OpenSearch
OpenSearch copied to clipboard
[Feature Request] Disable field data on "_id" field
Is your feature request related to a problem? Please describe
Right now , field data on "_id" field is enabled by default.
Users unaware of the implication of sorting on "_id" field , perform sorting on "_id" field on a large dataset and experience sudden increase in heap usage as field data of "_id" field will be cached to the default amount to 20% of heap. ( or based on the custom value )
public static final Setting<Boolean> INDICES_ID_FIELD_DATA_ENABLED_SETTING = Setting.boolSetting(
"indices.id_field_data.enabled",
true,
Property.Dynamic,
Property.NodeScope
);
"indices.fielddata.cache.size" is the setting which decides the cache size limit
Describe the solution you'd like
Make cluster setting default to 'false' , so that users take a conscious decision on enabling field data on "_id" field.
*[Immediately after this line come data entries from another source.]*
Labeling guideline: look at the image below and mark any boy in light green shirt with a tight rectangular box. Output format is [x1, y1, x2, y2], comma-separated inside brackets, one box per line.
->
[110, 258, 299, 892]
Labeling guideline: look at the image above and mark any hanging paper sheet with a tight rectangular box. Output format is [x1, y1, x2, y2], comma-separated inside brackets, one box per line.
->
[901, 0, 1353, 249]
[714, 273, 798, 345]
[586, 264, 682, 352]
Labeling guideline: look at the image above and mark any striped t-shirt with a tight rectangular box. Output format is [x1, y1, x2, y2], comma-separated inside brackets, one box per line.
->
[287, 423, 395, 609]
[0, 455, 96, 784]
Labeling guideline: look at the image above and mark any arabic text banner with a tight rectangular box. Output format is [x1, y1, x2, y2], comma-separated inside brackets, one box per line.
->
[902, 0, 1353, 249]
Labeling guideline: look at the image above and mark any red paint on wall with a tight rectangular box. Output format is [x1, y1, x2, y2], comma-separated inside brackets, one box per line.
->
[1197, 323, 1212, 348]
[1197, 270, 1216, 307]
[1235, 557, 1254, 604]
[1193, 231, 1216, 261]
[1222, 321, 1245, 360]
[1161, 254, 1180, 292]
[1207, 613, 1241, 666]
public static final Setting<Boolean> INDICES_ID_FIELD_DATA_ENABLED_SETTING = Setting.boolSetting(
"indices.id_field_data.enabled",
false,
Property.Dynamic,
Property.NodeScope
);
This will help the users continue using "_id" field for sorting and aggregations etc with just changing the cluster setting.
Related component
Search:Query Capabilities
Describe alternatives you've considered
No response
Additional context
No response
[Triage - attendees 1 2 3] @bharath-techie Thanks for filing this issue. As a triage team the proposed behavior change is breaking and could be controversial.
@reta @msfroh What are your thoughts on this issue, is there someone else that should be looped into to look at this proposal?
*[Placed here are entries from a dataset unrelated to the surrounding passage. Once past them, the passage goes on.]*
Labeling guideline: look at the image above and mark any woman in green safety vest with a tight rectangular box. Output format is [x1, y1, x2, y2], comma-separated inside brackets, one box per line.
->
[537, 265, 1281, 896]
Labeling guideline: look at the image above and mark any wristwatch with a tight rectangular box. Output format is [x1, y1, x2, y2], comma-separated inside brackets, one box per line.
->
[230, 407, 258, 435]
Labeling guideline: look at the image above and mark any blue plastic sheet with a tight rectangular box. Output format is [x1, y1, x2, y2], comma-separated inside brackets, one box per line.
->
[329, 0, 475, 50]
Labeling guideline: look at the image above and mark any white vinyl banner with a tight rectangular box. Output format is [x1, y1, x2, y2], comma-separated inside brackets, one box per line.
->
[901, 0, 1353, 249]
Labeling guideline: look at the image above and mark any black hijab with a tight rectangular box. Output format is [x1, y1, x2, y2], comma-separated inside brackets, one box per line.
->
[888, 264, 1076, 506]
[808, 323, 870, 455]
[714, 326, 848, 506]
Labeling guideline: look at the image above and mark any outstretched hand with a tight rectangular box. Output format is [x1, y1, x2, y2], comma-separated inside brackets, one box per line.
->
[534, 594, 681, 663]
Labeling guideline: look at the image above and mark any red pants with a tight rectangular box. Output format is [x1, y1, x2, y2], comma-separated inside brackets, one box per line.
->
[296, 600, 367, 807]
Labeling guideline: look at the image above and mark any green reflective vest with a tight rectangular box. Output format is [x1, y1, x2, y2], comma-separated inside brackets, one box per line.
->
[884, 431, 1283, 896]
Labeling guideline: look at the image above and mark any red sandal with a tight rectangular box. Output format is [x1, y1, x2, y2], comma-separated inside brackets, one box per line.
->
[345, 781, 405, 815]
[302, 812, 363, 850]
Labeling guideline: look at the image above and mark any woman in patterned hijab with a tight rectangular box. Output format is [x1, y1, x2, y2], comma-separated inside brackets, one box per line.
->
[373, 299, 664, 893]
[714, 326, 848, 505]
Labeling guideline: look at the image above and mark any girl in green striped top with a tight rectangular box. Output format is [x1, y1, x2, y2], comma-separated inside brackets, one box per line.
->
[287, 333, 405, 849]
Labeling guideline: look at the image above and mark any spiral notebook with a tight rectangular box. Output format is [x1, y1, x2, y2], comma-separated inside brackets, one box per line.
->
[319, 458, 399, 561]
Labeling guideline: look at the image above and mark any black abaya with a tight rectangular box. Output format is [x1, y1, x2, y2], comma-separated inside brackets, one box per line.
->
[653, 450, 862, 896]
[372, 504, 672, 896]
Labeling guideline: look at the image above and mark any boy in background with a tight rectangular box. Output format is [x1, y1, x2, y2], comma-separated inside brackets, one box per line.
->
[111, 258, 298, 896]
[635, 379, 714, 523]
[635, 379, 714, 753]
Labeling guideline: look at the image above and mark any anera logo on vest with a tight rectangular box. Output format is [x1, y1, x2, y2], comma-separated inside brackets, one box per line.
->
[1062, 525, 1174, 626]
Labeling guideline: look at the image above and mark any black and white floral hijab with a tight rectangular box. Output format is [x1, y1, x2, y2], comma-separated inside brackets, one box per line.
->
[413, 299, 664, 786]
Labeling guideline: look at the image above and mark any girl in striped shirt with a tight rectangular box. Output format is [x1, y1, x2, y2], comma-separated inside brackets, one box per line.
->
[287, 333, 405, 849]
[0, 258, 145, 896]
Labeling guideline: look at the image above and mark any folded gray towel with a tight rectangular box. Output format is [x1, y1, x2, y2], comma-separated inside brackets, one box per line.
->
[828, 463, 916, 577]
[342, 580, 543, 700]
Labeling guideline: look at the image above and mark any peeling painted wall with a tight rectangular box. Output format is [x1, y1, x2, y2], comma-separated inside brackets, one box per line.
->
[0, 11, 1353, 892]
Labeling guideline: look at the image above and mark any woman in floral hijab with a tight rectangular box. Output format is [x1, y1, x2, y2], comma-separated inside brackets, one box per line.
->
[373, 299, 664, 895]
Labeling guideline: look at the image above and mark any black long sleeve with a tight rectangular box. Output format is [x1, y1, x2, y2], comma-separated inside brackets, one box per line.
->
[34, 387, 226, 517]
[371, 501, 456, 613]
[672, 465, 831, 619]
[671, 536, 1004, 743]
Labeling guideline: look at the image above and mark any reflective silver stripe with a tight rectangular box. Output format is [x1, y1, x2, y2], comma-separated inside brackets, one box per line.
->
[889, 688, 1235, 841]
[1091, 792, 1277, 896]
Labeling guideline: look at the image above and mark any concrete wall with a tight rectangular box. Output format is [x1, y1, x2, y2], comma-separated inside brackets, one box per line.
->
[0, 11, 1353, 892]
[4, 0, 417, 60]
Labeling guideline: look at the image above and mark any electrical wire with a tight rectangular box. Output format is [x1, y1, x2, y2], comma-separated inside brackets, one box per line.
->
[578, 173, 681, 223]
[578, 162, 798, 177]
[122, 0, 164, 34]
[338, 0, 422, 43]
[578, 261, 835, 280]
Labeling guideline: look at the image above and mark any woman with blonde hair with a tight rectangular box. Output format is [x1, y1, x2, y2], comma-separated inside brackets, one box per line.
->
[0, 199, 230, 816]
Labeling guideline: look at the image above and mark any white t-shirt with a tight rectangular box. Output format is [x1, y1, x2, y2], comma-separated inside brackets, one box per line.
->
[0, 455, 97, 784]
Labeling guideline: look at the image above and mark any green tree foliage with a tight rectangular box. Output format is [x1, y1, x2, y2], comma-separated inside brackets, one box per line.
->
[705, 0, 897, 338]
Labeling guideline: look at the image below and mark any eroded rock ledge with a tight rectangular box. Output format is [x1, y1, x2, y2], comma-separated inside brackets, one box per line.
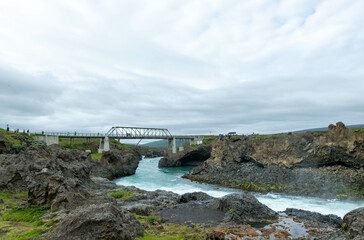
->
[158, 145, 211, 167]
[185, 122, 364, 198]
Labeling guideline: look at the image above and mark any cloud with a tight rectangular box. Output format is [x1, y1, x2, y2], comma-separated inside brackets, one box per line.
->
[0, 0, 364, 134]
This would be a breaking change. To start with we can update the OpenSearch documentation to warn users about the implication of sorting on fields with high cardinality including _id. We can keep this issue open to gather feedback from community users and can decide if we should do this in 3.0.
What are your thoughts on this issue, is there someone else that should be looped into to look at this proposal?
I agree that it would a) be breaking and b) be a good idea. Given the opportunity for users to harm their cluster with _id
fielddata, IMO we should definitely disable it by default.
Sorting by _id
seems like a good option for a sorting tie-breaker, but users may not anticipate the cost in terms of heap usage. (If you really need to sort by ids as a tie-breaker, I would suggest writing the ids to a field with doc_values:true
, and sort on that.)